Google Chrome will strictly review extensions to improve security from next year
From time to time, Google Chrome Store and Play Store are found to have malicious programs or hijack users or collect information.
In response to this situation, Google is preparing to start a more rigorous review extension of security mechanisms next year, while enabling two-step verification of developer accounts to prevent theft.
The most common code confusing for malware developers will also be excluded, although code obfuscation techniques help regular developers encrypt their applications.
Here are a few specific Google measures:
1. Allow the developer account to set up a 2-step verification login. Each time the developer logs in to his extension’s background management interface, you need to enter the 2-step verification code.
In the past few years, there have been many cases of the hijacking of developer accounts by hackers.
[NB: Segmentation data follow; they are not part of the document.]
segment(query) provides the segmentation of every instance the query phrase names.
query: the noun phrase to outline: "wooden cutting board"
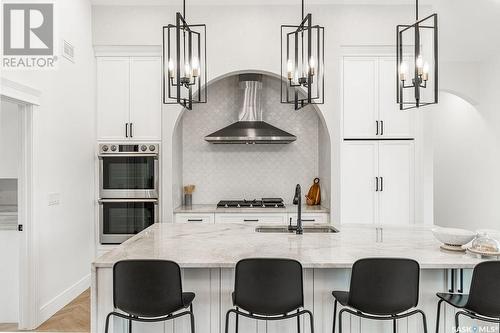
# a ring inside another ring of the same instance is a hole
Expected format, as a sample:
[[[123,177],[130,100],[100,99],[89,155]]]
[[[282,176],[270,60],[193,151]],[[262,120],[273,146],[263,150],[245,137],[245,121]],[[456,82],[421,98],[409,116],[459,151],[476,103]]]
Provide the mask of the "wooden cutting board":
[[[317,206],[321,204],[321,188],[319,187],[319,178],[314,178],[313,184],[306,195],[306,204],[308,206]]]

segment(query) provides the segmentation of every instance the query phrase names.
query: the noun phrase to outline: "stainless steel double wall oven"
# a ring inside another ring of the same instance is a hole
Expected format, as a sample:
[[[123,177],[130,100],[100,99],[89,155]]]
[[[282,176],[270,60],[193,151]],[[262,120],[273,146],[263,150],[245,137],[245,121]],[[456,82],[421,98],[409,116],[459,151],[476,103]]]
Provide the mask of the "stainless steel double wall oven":
[[[159,145],[99,145],[101,244],[119,244],[159,216]]]

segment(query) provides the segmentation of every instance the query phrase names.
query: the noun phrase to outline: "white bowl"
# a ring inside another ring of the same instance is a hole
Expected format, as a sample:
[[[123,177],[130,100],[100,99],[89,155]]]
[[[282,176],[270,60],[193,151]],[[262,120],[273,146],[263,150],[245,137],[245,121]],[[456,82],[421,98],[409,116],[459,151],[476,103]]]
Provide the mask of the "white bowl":
[[[435,227],[432,228],[432,233],[438,241],[451,246],[465,245],[476,237],[475,232],[458,228]]]

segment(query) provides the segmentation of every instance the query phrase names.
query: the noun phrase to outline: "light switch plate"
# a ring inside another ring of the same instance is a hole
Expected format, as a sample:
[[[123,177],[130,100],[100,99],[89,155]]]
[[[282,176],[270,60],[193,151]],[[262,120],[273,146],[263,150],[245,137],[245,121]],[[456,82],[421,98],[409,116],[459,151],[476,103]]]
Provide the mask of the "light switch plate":
[[[61,202],[61,193],[49,193],[49,206],[59,205]]]

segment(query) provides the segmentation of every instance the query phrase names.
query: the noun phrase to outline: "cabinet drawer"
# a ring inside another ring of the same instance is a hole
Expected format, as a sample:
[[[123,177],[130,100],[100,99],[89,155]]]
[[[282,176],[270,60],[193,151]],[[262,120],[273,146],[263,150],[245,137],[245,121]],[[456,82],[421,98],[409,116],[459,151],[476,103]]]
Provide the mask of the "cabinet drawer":
[[[215,214],[215,223],[286,224],[286,214]]]
[[[214,223],[214,214],[175,214],[175,223]]]
[[[297,213],[289,213],[288,221],[292,219],[292,224],[297,222]],[[328,213],[303,213],[302,223],[328,223]]]

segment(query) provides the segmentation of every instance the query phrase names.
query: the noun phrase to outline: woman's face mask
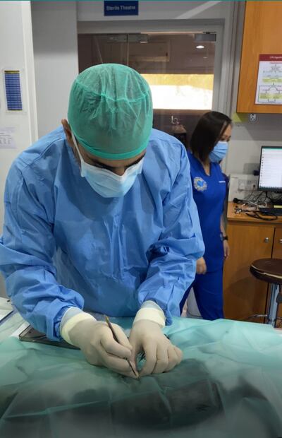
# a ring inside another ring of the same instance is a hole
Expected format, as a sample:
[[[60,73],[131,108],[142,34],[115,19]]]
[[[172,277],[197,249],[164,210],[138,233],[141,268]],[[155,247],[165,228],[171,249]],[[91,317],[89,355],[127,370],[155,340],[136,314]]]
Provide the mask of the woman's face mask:
[[[85,162],[78,149],[76,139],[72,134],[73,141],[80,158],[80,174],[85,178],[93,190],[104,198],[124,196],[131,189],[137,174],[141,173],[144,158],[126,169],[122,176],[107,169],[100,169]]]
[[[226,155],[228,149],[227,141],[218,141],[214,149],[209,155],[209,158],[212,162],[219,162],[221,161]]]

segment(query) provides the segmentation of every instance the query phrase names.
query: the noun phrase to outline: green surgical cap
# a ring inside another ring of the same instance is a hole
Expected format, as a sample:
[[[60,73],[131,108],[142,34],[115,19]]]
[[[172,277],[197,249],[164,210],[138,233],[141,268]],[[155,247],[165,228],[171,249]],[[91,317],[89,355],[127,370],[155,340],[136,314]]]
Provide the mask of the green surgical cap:
[[[147,147],[152,128],[149,85],[121,64],[87,69],[73,84],[68,118],[77,140],[90,153],[108,160],[135,157]]]

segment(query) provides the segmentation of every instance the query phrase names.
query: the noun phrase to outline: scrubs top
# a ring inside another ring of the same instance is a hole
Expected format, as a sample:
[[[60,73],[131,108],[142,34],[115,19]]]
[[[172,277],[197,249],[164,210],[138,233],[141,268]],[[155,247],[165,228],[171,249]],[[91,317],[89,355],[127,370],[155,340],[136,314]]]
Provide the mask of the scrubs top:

The primary way is to trick passwords through phishing websites.
If the hacker successfully obtains the developer account and password, it will immediately update the extension program, including the backdoor program to hijack the user or pop up the phishing website.
After enabling 2-step verification, even if the hacker successfully obtains the developer account and password through the phishing website, it will not be able to successfully log in to the background panel to upload the malicious version.
2. Developers are prohibited from using obfuscation techniques in the underlying encoding, while more rigorously reviewing extensions that need to invoke external components of the browser.
Code obfuscation technology has initially been a technique used by developers to protect their code. The confused code is more difficult to read and prevent it from being stolen.
But more and more malicious extensions use code obfuscation techniques to evade analysis by Google and external researchers so that they can survive long after being put on the shelves.
According to Google’s official browser, more than 70% of malicious extensions use code obfuscation techniques, so code confusing is prohibited to detect malicious extensions faster.
3. Strictly extend the permissions control of the program. The extensions require which permissions must be specified and allow the user to review the extension permission calls each time. This initiative is primarily to prevent specific rogue extensions from collecting user history information or collecting other information without the user’s consent to invoke permissions.
For extensions that need to call special permissions, Google will allow the user to set a query each time, that is, each time the extension needs to be called, a popup prompt is required.
Rather than clicking on it once and agreeing, there will be no more pop-up notifications, and users will not be able to remember what some extensions collect information.